Come Back, Mac!

It isn’t always easy to see which way the winds of change are blowing. For example, it was probably impossible to tell in 1985 that MacGyver was the transitional show between the glorious days of mindless shoot ’em ups like The A-Team and “thinking man’s” TV like…umm…oh, I dunno, L.A. Law?

Anyway, I loved MacGyver. I loved how Richard Dean Anderson and his bullet-proof mullet could stop an entire army of South American insurgents with a pocket knife, a roll of toilet paper (single-ply, at that!), old chewing gum and one of those little plastic things from the ends of a shoelace.

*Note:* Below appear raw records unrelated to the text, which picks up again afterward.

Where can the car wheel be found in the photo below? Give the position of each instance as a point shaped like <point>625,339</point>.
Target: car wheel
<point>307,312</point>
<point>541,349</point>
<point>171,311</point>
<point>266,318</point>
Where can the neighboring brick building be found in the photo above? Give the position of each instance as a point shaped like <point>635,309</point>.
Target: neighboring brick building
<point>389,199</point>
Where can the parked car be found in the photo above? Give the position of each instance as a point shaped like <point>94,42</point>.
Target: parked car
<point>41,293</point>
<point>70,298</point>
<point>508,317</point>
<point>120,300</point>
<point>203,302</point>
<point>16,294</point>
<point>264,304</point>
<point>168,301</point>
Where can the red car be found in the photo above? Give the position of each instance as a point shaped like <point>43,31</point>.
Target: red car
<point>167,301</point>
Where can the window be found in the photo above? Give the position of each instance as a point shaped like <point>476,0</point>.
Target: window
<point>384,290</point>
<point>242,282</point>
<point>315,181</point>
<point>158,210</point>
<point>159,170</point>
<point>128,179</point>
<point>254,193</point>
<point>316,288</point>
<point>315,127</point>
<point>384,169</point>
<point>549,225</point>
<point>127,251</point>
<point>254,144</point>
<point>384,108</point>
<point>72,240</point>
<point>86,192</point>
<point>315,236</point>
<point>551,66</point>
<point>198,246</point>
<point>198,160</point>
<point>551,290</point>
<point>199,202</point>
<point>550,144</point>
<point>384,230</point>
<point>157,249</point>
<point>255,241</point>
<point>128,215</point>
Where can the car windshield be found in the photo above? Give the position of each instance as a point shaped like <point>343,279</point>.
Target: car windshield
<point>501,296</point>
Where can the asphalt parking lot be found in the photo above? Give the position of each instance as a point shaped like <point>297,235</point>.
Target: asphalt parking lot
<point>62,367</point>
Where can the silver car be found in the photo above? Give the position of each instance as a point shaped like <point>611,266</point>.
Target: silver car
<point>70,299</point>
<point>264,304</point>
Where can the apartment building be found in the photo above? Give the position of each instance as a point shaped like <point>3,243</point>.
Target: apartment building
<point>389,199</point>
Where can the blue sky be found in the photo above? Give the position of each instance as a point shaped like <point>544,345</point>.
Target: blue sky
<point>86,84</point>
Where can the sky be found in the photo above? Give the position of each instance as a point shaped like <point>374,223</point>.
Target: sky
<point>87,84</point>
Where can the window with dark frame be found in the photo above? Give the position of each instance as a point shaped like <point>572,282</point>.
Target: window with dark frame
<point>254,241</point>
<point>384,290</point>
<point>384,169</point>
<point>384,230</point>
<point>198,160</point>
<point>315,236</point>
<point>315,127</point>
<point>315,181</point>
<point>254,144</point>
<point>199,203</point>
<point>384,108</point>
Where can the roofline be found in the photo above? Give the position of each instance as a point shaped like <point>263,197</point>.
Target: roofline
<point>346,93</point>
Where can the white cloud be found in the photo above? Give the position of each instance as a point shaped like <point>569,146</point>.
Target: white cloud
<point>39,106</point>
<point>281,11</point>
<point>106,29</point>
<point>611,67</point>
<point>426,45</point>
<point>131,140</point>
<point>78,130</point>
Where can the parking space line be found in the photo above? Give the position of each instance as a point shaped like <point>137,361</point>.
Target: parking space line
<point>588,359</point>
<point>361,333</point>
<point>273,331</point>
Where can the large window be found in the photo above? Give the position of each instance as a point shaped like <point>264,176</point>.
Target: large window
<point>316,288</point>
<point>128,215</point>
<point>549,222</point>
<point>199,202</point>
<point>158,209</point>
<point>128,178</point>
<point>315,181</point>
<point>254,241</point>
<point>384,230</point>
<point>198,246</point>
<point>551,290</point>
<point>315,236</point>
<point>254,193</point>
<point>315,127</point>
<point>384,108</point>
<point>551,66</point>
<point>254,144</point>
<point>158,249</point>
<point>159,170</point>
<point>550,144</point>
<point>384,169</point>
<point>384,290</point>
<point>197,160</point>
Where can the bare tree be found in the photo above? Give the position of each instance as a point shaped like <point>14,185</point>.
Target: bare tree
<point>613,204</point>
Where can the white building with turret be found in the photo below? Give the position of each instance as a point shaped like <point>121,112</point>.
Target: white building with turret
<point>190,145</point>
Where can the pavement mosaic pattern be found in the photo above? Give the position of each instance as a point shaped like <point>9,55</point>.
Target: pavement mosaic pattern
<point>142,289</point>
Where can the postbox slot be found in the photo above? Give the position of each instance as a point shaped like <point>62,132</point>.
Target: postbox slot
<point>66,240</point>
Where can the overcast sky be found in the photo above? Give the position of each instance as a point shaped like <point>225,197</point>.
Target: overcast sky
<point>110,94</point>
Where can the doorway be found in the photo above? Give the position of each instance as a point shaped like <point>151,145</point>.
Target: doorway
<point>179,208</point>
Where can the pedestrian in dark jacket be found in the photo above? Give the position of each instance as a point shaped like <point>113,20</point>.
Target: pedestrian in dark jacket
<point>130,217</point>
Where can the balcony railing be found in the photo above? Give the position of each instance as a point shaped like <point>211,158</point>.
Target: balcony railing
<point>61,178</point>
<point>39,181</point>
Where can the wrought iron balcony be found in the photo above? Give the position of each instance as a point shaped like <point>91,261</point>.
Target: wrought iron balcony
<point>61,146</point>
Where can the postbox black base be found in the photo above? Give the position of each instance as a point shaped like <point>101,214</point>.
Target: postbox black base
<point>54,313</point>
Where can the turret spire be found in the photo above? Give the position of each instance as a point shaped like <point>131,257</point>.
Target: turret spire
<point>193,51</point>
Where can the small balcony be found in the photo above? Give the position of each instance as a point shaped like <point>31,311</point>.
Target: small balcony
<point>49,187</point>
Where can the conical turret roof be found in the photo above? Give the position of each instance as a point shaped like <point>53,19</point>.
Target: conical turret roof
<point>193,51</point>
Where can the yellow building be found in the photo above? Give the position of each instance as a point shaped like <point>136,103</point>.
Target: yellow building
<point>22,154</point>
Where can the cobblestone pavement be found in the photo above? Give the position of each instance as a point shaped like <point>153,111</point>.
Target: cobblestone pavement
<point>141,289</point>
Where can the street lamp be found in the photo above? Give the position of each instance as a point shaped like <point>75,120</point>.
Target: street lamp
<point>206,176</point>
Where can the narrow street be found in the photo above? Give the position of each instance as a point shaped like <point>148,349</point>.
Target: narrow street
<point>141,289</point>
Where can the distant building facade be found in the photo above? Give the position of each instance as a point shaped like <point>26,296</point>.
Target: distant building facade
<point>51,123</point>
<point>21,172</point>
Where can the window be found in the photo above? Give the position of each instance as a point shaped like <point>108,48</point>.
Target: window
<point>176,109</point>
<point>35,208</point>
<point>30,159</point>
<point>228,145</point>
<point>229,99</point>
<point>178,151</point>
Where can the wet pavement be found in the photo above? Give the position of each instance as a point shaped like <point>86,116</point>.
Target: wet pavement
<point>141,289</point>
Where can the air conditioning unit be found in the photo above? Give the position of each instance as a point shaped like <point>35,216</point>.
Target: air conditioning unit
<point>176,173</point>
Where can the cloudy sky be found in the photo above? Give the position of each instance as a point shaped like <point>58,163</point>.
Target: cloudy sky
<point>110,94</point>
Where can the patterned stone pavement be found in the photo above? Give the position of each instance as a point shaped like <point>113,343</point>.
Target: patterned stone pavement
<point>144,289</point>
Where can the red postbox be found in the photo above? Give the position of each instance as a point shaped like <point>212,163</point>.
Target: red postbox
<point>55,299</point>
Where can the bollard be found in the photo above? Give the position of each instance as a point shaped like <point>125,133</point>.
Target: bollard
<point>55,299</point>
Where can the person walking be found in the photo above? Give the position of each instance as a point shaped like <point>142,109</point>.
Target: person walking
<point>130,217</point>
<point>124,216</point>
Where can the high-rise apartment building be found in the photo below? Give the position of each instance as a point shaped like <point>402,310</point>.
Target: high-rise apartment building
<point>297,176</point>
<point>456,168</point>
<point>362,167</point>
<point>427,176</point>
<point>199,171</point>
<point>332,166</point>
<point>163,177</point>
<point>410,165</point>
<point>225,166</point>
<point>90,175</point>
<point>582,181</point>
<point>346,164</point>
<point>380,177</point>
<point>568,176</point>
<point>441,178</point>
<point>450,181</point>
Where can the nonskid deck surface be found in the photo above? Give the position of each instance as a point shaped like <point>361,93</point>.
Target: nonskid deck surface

He’s the man who inspired me to get a Swiss Army knife.

Now, rumors are circulating that there’s a possible “big-budget, blockbuster” MacGyver film in the works.

Okay, Hollywood. Listen up. I’m going to give it to you simple: This ain’t rocket science. Learn from Jon Favreau. Keep this shit simple. You call up Richard Dean Anderson and you get him on the set, pronto. If Harrison Ford can still be Indiana Jones, RDA can still be Mac. Need proof:

Got it? Good.


2 responses to “Come Back, Mac!

  1. Yeah, freaking single-ply. Genius.

  2. It’s funny how we’re so starved for legitimate action heroes that we have to resurrect guys from 15-20 years ago, like Rambo, Rocky, Indiana Jones, John McClane, and now ol’ Mac.